Me acusan de haber recibido 65 millones de euros de Arabia Saudí, que habrían sido ingresados en una fundación residenciada en Panamá y titular de una cuenta opaca en Suiza. No es esta la ocasión de entrar en detalles que sin duda la justicia acabará esclareciendo, como es su deber, pero sí el momento de admitir amargamente que, como dice nuestro refranero, “cuando la codicia abre la puerta, todos los pecados entran”.

Llevando hasta extremos del todo injustificables la máxima, tan practicada por no pocos de mis antepasados, de que “para las ocasiones son los doblones”, y confiado en la temeraria relajación de los controles políticos y periodísticos sobre mi patrimonio y mis actividades financieras, me dejé arrastrar por lo que entonces me pareció previsión y hoy todos creen que fue ciega avaricia.

El mundo de ayer

Todos sabéis que no he sido el esposo ideal y habéis disculpado generosamente mis andanzas sentimentales. Os agradezco vuestra liberalidad, signo de que somos un país no peor que otros y mucho mejor de lo que a nosotros mismos nos complace reconocer. Sé, sin embargo, que lo que me disculpasteis como hombre no podréis disculpármelo como rey. Reclamé ejemplaridad en mis discursos y yo fui el primero en violar los preceptos tantas veces y tan hipócritamente predicados.

Podría decir en mi descargo que provengo de un mundo familiar donde un rey podía hacer privadamente cualquier cosa siempre que ello no perjudicara a su país. Los dineros que haya podido acopiar en estos años nunca pensé que lo fueran en perjuicio de España, aunque ahora comprendo que sí lo han sido en el mío propio y, a la postre, en el del país al que creo haber servido lealmente.

Muchos piensan que la Corona está hoy en peligro por mis errores personales. La justicia está decidida a determinar si he cometido delito: es su deber, pero ni yo soportaría verme sentado en un banquillo ni la propia justicia soportaría no intentar por todos los medios que me sentara en él. Si me persigue como debe, pierdo yo; si no lo hace, perdemos todos, también yo en lo que me toca por haber contribuido a levantar un Estado cuya divisa, como he repetido en mis discursos, es que la justicia ha de ser igual para todos.

Padres e hijos

Admito, y es un hecho bien conocido, que no he sido un buen marido; me pregunto si he sido un buen padre. Quizá no todo lo bueno que debería haber sido; para un rey no siempre es posible serlo. Como tampoco es fácil ser un buen hijo: el rey Felipe mi hijo lo sabe bien.

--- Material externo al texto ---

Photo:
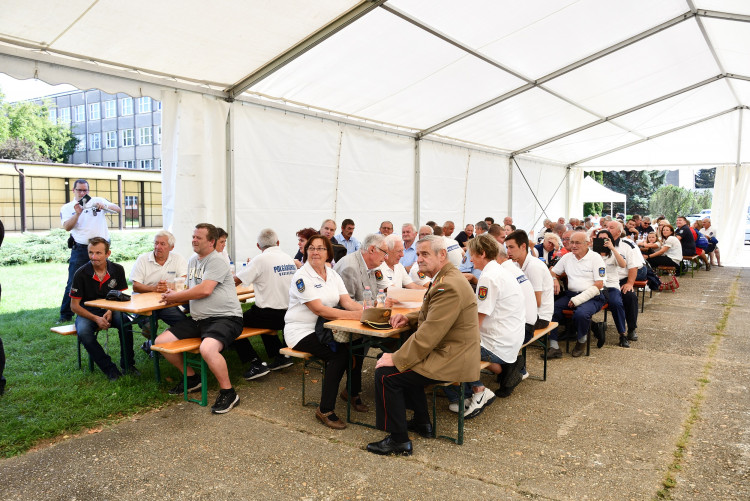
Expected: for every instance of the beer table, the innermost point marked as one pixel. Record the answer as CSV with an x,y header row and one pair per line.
x,y
144,304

Los reyes estamos obligados a ser reyes antes que cualquier otra cosa: yo supe serlo en las cuestiones del Estado, y estoy orgulloso de ello, pero no en las de mi propia casa, y me avergüenza no haberlo sido.

Creo haber sido un buen rey y no querría ver mi legado hundido en el fango y vilipendiado en la plaza pública. Mis errores, sea cual sea el dictamen que finalmente recaiga sobre ellos, ya no tienen enmienda posible: solo cabe idear un plan de control de daños lo más detallado posible que salve a la Corona, aunque su salvación incluya mi condena.

Mi deseo es colaborar en esa salvación, si bien desconozco qué se me pedirá y hasta dónde seré capaz de sacrificarme por mi país: ¿debo comparecer públicamente para pedir perdón?, ¿debo renunciar a mi dinero?, ¿debo incluso quitarme la vida para evitar a todos y a mí mismo el oprobioso espectáculo de los últimos años de un rey sin honor?

Todavía no sé cuál es el tributo que me será impuesto, pero es seguro que será alto. Aceptarlo de buen grado será mi último servicio a la patria".